Machine Learning- Generalization

Home / Machine Learning – Tutorial / Machine Learning- Generalization

Generalization

Generalization is a term usually refers to a Machine Learning models ability to perform well on the new unseen data. After being trained on a training set, a model can digest new data and can able to make accurate predictions. The main success of the model is the ability of the model to generalize well. If the model has been trained too well on the training data, it will be difficult for the model to generalize.

Generalization is strongly related to the concept of overfitting. If the model is overfitted, then it will not generalize well. It will make inaccurate predictions when new data is given which makes the model useless even though it is able to make correct predictions for the training data. This is called as overfitting, whereas the inverse is also possible.

When the model has not been trained enough on the data leads to underfitting problem. In the case of underfitting, it makes the model useless and incapable of making accurate predictions even with training data.
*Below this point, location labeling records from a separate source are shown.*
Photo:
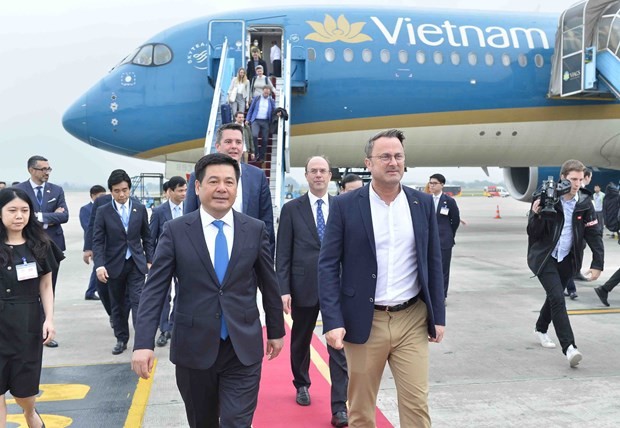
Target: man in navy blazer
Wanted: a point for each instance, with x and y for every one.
(50, 207)
(85, 212)
(123, 253)
(176, 189)
(448, 221)
(380, 285)
(254, 197)
(221, 259)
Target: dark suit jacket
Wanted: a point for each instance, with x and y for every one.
(298, 250)
(256, 198)
(348, 263)
(447, 224)
(182, 252)
(110, 241)
(159, 216)
(53, 198)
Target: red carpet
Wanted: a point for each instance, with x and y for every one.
(276, 399)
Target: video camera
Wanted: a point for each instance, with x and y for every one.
(550, 194)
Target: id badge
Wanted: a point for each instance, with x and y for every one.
(26, 271)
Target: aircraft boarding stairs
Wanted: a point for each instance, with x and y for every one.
(276, 163)
(587, 52)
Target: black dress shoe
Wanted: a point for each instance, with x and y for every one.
(119, 348)
(602, 294)
(303, 396)
(340, 419)
(162, 340)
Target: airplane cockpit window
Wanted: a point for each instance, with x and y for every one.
(348, 54)
(489, 59)
(163, 55)
(384, 55)
(420, 57)
(330, 55)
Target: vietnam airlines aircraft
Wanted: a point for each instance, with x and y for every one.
(468, 88)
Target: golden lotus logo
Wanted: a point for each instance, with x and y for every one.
(331, 31)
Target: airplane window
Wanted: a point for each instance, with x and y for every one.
(145, 56)
(163, 55)
(385, 55)
(403, 56)
(330, 55)
(420, 57)
(438, 57)
(506, 60)
(348, 55)
(539, 60)
(311, 54)
(488, 59)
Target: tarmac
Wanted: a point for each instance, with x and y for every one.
(490, 371)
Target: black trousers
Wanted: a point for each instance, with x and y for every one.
(304, 321)
(130, 282)
(223, 396)
(554, 278)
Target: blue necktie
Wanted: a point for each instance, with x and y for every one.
(320, 220)
(221, 264)
(40, 195)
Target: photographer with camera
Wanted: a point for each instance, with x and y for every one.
(561, 217)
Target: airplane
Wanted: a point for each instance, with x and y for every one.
(468, 88)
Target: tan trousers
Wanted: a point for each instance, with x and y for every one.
(401, 339)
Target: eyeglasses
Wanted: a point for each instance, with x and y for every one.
(386, 158)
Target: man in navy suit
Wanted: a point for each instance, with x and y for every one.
(253, 195)
(50, 207)
(380, 285)
(123, 252)
(221, 258)
(448, 221)
(85, 212)
(301, 230)
(171, 209)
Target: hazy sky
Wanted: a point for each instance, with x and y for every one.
(53, 51)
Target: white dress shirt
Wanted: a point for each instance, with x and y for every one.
(324, 208)
(210, 231)
(397, 266)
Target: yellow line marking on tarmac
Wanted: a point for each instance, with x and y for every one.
(593, 311)
(140, 400)
(316, 358)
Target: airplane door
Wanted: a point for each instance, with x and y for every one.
(234, 31)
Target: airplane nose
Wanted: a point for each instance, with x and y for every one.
(74, 119)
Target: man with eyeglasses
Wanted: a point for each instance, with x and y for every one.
(448, 221)
(50, 207)
(300, 233)
(381, 285)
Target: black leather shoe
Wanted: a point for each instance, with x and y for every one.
(162, 340)
(303, 396)
(340, 419)
(119, 348)
(602, 294)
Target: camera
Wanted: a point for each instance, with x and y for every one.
(550, 194)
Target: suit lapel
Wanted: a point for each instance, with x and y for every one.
(305, 211)
(364, 204)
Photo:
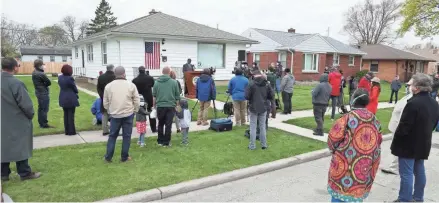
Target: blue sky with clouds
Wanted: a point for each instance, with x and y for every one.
(306, 16)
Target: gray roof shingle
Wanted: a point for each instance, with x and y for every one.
(41, 50)
(383, 52)
(287, 39)
(167, 25)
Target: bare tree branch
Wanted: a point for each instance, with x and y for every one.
(372, 23)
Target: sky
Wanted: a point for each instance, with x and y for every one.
(235, 16)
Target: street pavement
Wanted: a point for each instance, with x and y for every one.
(307, 182)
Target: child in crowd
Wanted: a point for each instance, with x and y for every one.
(185, 118)
(96, 111)
(141, 121)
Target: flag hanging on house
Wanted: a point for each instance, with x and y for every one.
(152, 55)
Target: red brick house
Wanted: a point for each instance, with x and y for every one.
(306, 54)
(387, 62)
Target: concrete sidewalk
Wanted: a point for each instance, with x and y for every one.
(307, 183)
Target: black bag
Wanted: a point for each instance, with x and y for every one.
(228, 107)
(220, 124)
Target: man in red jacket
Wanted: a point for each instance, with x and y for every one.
(335, 82)
(365, 81)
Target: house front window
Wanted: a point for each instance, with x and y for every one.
(257, 59)
(76, 52)
(310, 62)
(351, 60)
(283, 59)
(210, 55)
(336, 59)
(374, 66)
(104, 52)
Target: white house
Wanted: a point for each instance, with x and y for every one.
(158, 40)
(47, 54)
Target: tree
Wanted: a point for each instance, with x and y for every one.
(422, 16)
(74, 30)
(372, 23)
(53, 36)
(104, 19)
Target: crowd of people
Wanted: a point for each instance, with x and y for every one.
(354, 139)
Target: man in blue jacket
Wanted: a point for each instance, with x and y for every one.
(206, 91)
(236, 88)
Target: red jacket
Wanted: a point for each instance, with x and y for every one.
(335, 81)
(364, 83)
(373, 99)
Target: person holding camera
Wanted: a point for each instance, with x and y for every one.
(236, 88)
(205, 93)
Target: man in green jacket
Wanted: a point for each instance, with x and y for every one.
(166, 96)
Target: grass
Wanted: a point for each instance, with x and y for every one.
(83, 116)
(84, 84)
(383, 116)
(85, 177)
(302, 95)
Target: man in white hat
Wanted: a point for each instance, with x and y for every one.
(393, 124)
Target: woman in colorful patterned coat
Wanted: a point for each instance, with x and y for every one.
(355, 142)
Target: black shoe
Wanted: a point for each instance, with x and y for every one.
(5, 178)
(32, 175)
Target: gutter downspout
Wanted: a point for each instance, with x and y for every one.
(292, 61)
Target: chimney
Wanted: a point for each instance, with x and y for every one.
(152, 12)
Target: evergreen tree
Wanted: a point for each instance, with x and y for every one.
(104, 19)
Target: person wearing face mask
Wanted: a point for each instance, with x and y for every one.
(41, 84)
(393, 124)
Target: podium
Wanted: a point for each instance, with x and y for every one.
(190, 79)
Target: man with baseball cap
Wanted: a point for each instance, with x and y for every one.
(41, 84)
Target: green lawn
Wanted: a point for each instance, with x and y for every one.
(383, 116)
(83, 116)
(78, 173)
(302, 95)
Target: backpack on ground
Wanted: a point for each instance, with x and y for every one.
(228, 107)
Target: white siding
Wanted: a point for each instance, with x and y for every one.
(266, 44)
(315, 44)
(231, 56)
(31, 58)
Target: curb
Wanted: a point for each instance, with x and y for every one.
(209, 181)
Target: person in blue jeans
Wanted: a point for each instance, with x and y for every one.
(412, 140)
(121, 100)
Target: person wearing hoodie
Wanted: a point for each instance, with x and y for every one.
(236, 88)
(335, 82)
(286, 87)
(393, 124)
(258, 94)
(320, 101)
(205, 92)
(166, 96)
(41, 84)
(185, 118)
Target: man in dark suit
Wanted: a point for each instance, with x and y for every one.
(144, 83)
(412, 140)
(187, 67)
(103, 81)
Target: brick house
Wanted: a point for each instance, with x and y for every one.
(387, 62)
(306, 54)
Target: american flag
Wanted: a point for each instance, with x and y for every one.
(152, 55)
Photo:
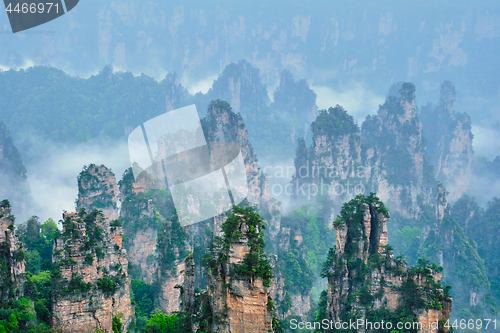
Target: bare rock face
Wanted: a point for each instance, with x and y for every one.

Generalization 1 (i2tutorials)

If the model is over trained on the data, then it will be able to discover all the relevant information in the training data, but will fail miserably when the new data is introduced. By this we can say that the model is not capable of generalizing which also means that the training data is over trained.

Generalization 2 (i2tutorials)

We may think that if we train longer, then we model will be better. It may be true, but it is better only at describing the training data. To create better predictive models in machine learning which are capable of generalizing. One should know when to stop training the model so that it does not overfit.